This, your own plan, is the one that I strongly recommend to you to proceed with, and, if necessary, to extend.
Perhaps you may find an additional shower bath near the colder part of the flue useful. I have no idea that steam passed into the hot part of the flue can be of the least service; but if passed out with the smoke through the stack, it may tend to convert such residual portion of sulphurous acid gas, exposed to fresh air, into sulphuric acid. Could you not likewise try a stream of cold water passing along the bottom of the horizontal flue?[84]
I do not think the advantages of your improvements can be fairly appreciated, till the effects of your smoke are determined by actual experiments and fair trials.
Yours, &c.
H. Davy.
TO THE SAME.
London, May 12, 1823.
MY DEAR SIR,
I return you my thanks for the copies you were so good as to send me of your work on the modes you have adopted for rendering copper smoke innoxious, &c. I have read it with very great pleasure, and I am sure there can be but one feeling, and that of strong admiration, at the exertions you have made, and the resources you have displayed, in subduing the principal evils of one of our most important national manufactures.
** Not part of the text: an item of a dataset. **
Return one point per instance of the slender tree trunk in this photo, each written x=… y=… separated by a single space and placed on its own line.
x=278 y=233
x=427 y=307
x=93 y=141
I trust you will have no more trouble on this subject, and that it will only occur to you in an agreeable form, with the high approbation as well as grateful feelings of your neighbours; and that your example will be followed.
A Committee of the Royal Society has been formed for investigating the causes of the decay of copper sheeting in the Navy, as I mentioned to you. The Navy Board has sent us a number of specimens of copper in different stages of decay. We have our first meeting to examine them on Thursday, and I shall have much pleasure in communicating to you our results. I wish I could do it in person.